McBride ha preferido proyectar una mirada inocente y poco comprometida sobre el asesino —"soy el asesino, tío, y nadie corta al asesino"—, en concreto sobre el período de su ida en el que le llegó el éxito, hasta que se le fue, en 1959, tras el escándalo que se produjo en Inglaterra al conocerse la personalidad de su tercera esposa, Myra Gale, una adolescente de 13 años, prima lejana suya.

McBride ha construido un retrato de época lineal, entre lo pop y lo naif y pese a contar con una música de fondo tan enérgica, la película carece de aliento y de dimensiones, fuera de las que puedan mover a nostálgicos y aficionados al rock.

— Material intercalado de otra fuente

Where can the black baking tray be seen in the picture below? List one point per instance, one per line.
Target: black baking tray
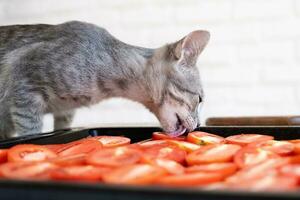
(51, 190)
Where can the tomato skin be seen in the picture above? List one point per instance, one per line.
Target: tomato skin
(81, 173)
(29, 152)
(249, 156)
(203, 138)
(27, 170)
(225, 169)
(169, 152)
(138, 174)
(164, 136)
(170, 166)
(282, 148)
(245, 139)
(3, 155)
(79, 147)
(111, 141)
(291, 170)
(114, 157)
(70, 160)
(192, 179)
(225, 153)
(186, 146)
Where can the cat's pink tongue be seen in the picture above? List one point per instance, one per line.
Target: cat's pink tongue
(181, 130)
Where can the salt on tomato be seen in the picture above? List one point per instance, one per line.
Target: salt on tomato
(27, 170)
(203, 138)
(3, 155)
(245, 139)
(79, 147)
(164, 136)
(225, 169)
(111, 141)
(81, 173)
(249, 156)
(212, 154)
(69, 160)
(192, 179)
(29, 152)
(186, 146)
(169, 152)
(114, 157)
(140, 174)
(170, 166)
(282, 148)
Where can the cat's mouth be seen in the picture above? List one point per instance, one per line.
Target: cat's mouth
(180, 128)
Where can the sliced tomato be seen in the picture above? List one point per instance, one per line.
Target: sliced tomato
(111, 141)
(203, 138)
(81, 173)
(245, 139)
(69, 160)
(292, 170)
(29, 152)
(54, 147)
(135, 174)
(170, 166)
(225, 169)
(267, 167)
(249, 156)
(27, 170)
(192, 179)
(79, 147)
(212, 154)
(114, 157)
(3, 155)
(297, 148)
(164, 136)
(169, 152)
(186, 146)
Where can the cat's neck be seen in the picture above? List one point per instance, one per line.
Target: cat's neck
(127, 70)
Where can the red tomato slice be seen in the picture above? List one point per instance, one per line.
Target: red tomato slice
(164, 136)
(245, 139)
(54, 147)
(268, 167)
(82, 173)
(135, 174)
(193, 179)
(111, 141)
(297, 148)
(282, 148)
(169, 152)
(29, 152)
(114, 157)
(249, 156)
(225, 169)
(186, 146)
(27, 170)
(202, 138)
(212, 154)
(170, 166)
(79, 147)
(292, 170)
(3, 155)
(77, 159)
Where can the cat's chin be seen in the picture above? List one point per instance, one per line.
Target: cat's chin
(181, 130)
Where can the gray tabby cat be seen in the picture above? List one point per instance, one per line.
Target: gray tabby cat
(58, 68)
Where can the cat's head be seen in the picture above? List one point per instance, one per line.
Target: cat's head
(174, 83)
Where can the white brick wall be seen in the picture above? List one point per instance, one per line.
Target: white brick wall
(251, 66)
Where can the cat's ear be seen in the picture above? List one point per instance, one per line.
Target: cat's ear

A éstos, posiblemente, les encantará que muchas de las tomas sean esclavas de la banda sonora, lo que también acaba restándole mordiente a la película, como si McBride hubiese concluido que, ya de encontrarse con las manos atadas debido a que, entre muchas cosas, muchos de los personajes que se retratan están todavía vivos, mejor sería dibujar el panegírico de un Jerry Lee Lewis de hornacina, siguiendo al pie de la letra el en cargo de filmar el libro de Myra Gale, que introducirse de forma menos plana en las dimensiones más oscuras de la personalidad del intérprete.

El actor Dennys Quaid realiza un gran esfuerzo para dar verosimilitud al personaje, y, eso sí, hay algunas escenas en las que Lewis es recreado con gran fuerza, como aquella famosa en la que incendió su piano, durante un espectáculo organizado por Alan Freed, porque tuvo que tocar de telonero de Chuck Berry. "Me gustaría ver qué hijo de puta podrá superar esto", comentó después de la quema.

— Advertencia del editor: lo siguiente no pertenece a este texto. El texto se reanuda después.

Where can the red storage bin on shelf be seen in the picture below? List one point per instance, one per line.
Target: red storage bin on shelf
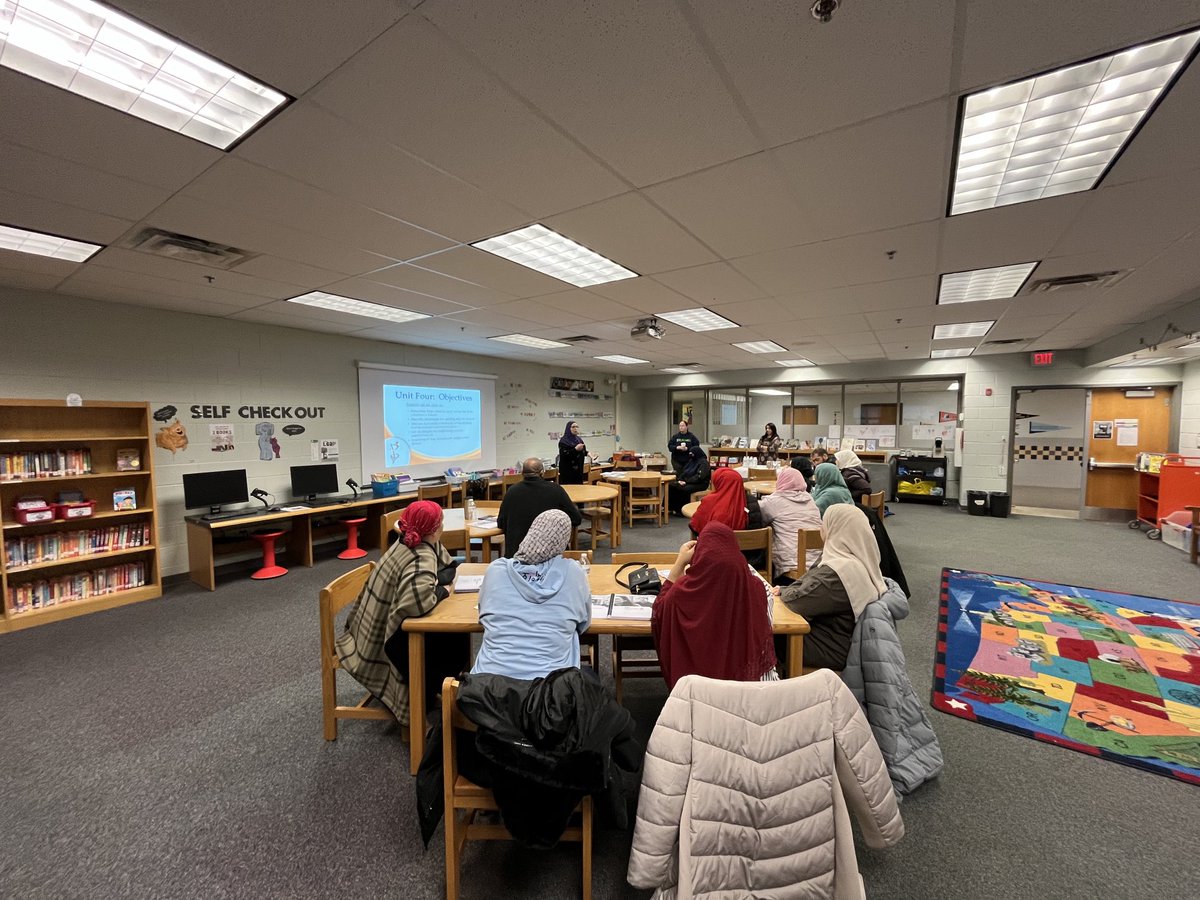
(78, 509)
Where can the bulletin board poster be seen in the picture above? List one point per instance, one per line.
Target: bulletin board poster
(425, 425)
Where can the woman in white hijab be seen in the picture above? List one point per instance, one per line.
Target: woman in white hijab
(833, 595)
(534, 606)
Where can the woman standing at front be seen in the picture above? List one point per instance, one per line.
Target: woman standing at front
(769, 444)
(573, 453)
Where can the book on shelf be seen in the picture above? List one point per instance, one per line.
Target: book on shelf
(129, 459)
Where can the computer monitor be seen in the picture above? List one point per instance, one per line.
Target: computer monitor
(307, 481)
(215, 489)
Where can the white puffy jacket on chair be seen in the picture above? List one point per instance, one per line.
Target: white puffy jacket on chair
(748, 789)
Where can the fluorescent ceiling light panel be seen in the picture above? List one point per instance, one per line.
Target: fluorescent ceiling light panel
(697, 319)
(540, 343)
(963, 329)
(1057, 132)
(761, 347)
(997, 283)
(551, 253)
(355, 307)
(45, 245)
(113, 59)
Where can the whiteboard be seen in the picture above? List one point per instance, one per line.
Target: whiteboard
(871, 431)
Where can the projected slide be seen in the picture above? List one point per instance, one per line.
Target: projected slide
(427, 425)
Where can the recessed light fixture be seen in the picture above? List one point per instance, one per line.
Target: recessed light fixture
(997, 283)
(355, 307)
(551, 253)
(1060, 131)
(963, 329)
(46, 245)
(540, 343)
(114, 59)
(700, 319)
(761, 347)
(1140, 363)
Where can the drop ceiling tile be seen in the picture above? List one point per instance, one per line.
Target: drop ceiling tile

La sección oficial se abrió ayer con la muestra de las dos primeras películas presentadas a concurso. La producción yugoslavo-británica Aquel verano de rosas blancas, de Rajko Grlic, y la norteamericana Homer y Eddie, del soviético Andrei Konchalovsky. Ambas cuentan como protagonistas con personajes deficientes mentales, y ambas tienen en su contra la falta de naturalidad cinematográfica, y el que, pese a contar la vida de dos potencialmente literarios idiotas, nada nuevo del mundo se descubre a través de sus ojos.

Grlic demuestra que le sobra oficio pero también espontaneidad. Su solvencia para recrear con pulcritud situaciones con muchos personajes —la película se sitúa en un lago encantado, lleno de bañistas, en la Yugoslavia ocupada por los nazis— y para dirigir a los actores —Tom Conti realiza una entrañable interpretación— se resiente cuando de lo que se trata es de introducirse en las honduras de los personajes, tarea que en el filme parece haber sido delegada en un vulgar compositor. Es de ese tipo de películas en las que la música percute insistentemente cuando va a aparecer la estela del monstruo del lago y se afina en el momento en el que comienza a salir niebla del fondo del paisaje.

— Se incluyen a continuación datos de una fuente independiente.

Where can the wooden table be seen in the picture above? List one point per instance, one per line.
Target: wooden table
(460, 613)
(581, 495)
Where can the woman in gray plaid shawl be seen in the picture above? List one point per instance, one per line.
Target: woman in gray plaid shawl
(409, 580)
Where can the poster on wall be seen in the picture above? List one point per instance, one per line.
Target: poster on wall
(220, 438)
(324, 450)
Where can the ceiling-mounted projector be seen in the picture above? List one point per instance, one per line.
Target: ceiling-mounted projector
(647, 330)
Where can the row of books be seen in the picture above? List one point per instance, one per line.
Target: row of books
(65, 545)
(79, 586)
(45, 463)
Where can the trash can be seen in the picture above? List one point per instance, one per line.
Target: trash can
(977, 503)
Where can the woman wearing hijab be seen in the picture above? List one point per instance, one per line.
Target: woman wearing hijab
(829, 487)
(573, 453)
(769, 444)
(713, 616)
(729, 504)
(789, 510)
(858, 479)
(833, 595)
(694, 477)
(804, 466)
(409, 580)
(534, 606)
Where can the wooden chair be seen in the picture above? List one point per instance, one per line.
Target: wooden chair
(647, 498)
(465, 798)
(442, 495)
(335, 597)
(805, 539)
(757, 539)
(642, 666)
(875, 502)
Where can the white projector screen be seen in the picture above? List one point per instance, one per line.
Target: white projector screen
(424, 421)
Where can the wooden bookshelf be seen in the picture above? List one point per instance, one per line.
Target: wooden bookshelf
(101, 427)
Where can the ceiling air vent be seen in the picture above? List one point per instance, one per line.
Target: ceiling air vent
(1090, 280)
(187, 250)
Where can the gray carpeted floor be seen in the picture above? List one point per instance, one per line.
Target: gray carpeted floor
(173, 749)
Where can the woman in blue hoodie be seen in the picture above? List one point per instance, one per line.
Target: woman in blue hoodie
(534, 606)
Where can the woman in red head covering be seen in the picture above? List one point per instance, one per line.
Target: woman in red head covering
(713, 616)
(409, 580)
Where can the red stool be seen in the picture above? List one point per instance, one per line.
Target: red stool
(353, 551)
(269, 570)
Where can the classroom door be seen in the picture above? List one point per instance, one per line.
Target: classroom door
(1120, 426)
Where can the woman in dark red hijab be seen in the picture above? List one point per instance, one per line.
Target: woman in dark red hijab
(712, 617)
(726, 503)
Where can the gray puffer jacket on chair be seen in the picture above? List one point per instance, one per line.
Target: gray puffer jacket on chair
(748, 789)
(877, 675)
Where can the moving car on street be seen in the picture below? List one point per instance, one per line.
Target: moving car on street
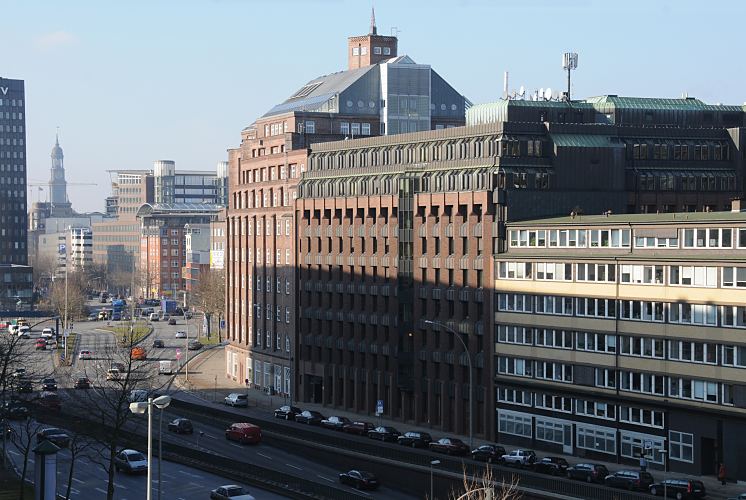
(236, 399)
(131, 462)
(359, 479)
(230, 492)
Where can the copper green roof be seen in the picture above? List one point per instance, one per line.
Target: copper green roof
(617, 219)
(585, 141)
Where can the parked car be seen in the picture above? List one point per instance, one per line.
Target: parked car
(590, 473)
(230, 492)
(358, 427)
(359, 479)
(15, 410)
(82, 383)
(450, 446)
(287, 412)
(49, 384)
(680, 488)
(138, 353)
(415, 439)
(243, 433)
(131, 462)
(521, 458)
(490, 453)
(630, 480)
(384, 433)
(309, 417)
(53, 435)
(49, 401)
(236, 399)
(25, 386)
(181, 426)
(556, 466)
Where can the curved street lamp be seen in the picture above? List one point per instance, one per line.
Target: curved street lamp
(141, 407)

En Homer y Eddie, por el contrario, la música no hace aflorar el tópico circundante, pero la película, en la que Whoopi Golberg y James Belushi representan a una asesina enferma en fase terminal y a un joven cuyo crecimiento mental se detuvo en la infancia a raíz de un accidente, no alcanza el movimiento pese a tratarse de una historia de carretera. La razón está, de nuevo, en el esquematismo que define a los personajes, con la inclusión de una escena final que deja al espectador abochorno.